Rebecca Roughneen, a spokeswoman for Youth Defence, said Dec. 18 that her organization will make sure the Irish public does not forget that Prime Minster Enda Kenny and his party "broke the pro-life promise" they made before the 2011 election.

"The pro-life majority in Ireland will not tolerate this, and Youth Defence will make sure that every Fine Gael voter in the country is made aware of the party's political cowardice," she said. "They are bowing to the demands of the Labour Party and other pro-abortion advocates like Clare Daly, as opposed to their voters."

Niamh Ui Bhriain, spokeswoman for the Life Institute, also reminded the prime minister of his commitment.

"If they break that promise then the pro-life movement will make every person in Ireland aware of what every Fine Gael (legislator) did in relation to abortion," she said. "In that case, we would make sure that every Irish person knows that a vote for Fine Gael is now a vote for abortion."

"This issue is the human rights issue of our time, and the lives of mothers and babies cannot be sacrificed to political opportunism," she said.

On Dec. 18 the Irish government announced that it will introduce legislation on abortion that will legalize abortion in cases where the mother's life is at risk.

The proposal is meant to bring the country's laws in line with a December 2010 ruling from the European Court of Human Rights that said Ireland needed to clarify the legal status of abortion, in line with a 1992 Irish Supreme Court decision held that abortion must permissible to save the life of a pregnant woman, including when she threatens suicide.

Pro-life advocates fear that allowing abortion in cases of a suicide threat would in practice allow abortion on demand.

Ui Bhriain said two thirds of the Irish people want the risk of suicide excluded as grounds for abortion.

"The people understand that if the threat of suicide is included in any legislation it will introduce, for the first time, the direct and intentional killing of unborn children into Irish law," she said.

The Irish government's action follows the death of Savita Halappanavar, an Indian woman who was admitted to a Galway hospital while miscarrying. She reportedly asked for an abortion and later died of a severe infection.

Her death is still being investigated, but abortion advocates seized on her case to claim legal abortion would have saved her life and to push for changes to the country's laws.
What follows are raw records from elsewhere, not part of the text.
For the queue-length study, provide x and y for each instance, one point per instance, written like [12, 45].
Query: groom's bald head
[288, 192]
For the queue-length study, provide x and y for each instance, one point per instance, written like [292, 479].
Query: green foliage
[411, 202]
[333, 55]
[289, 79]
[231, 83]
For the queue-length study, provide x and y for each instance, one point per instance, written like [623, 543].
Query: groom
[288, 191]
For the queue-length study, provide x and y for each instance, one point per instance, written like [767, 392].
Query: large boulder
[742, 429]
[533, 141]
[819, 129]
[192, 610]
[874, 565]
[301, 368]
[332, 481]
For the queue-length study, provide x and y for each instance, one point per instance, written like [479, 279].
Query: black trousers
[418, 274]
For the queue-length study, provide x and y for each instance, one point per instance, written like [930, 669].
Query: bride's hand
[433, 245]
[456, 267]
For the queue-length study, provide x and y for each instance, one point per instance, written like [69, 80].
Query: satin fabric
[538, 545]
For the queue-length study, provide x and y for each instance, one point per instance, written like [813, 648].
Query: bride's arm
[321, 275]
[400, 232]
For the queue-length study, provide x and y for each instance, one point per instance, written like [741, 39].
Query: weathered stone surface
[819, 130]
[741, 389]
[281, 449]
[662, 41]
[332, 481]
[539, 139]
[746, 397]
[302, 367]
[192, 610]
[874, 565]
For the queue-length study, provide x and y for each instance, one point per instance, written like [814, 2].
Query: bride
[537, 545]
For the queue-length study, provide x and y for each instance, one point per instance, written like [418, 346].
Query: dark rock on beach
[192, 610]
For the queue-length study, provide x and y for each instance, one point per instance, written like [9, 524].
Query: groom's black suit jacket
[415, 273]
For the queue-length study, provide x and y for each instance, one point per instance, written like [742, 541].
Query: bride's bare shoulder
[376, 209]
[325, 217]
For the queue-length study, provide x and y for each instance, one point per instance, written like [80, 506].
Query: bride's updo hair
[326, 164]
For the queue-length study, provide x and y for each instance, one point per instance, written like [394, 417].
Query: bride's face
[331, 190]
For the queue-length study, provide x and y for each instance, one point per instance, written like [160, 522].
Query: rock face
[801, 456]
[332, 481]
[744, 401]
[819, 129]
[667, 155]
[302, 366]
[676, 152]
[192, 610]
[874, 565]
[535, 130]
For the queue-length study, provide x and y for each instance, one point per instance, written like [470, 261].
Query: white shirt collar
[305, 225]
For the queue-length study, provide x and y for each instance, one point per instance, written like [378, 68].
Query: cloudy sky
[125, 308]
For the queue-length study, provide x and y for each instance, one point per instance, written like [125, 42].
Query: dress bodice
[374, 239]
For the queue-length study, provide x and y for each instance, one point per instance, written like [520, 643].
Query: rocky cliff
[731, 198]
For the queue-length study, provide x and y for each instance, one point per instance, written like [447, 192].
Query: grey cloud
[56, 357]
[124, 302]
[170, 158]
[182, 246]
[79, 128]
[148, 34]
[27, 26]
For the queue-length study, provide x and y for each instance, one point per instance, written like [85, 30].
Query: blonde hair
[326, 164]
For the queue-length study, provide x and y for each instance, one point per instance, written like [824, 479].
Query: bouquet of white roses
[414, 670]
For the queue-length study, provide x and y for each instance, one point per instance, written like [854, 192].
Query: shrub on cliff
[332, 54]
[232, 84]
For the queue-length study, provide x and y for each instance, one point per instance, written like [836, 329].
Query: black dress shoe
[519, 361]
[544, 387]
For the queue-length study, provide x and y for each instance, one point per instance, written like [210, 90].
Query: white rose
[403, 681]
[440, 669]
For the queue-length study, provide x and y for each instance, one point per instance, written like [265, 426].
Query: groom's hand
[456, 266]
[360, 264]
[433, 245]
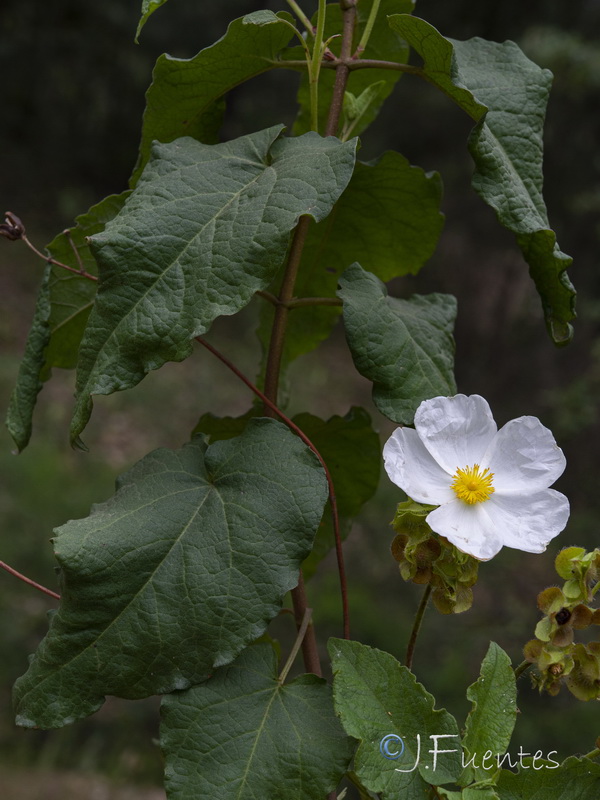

Ui Bhriain said Fine Gael knows Halappanavar's "tragic death" had "nothing to do with Ireland's ban on abortion."

"Yet they are seizing this opportunity caused by public confusion to stream-roller the country into accepting abortion legislation."

The four Catholic archbishops of Ireland issued a Dec. 18 statement saying the government's decision to legislate on abortion should be "of the utmost concern of all."

They said any abortion legislation would fundamentally change the "careful balance" between the right to life of a pregnant mother and of her unborn child in Irish law and medical practice.

According to the archbishops, the lawmakers will now face the question of whether they will "defend and vindicate the equal right to life of a mother and the child in her womb" or instead "choose to license the direct and intentional killing of the innocent baby in the womb."

The archbishops called for prayers that "wisdom and courage" be given to the public representatives.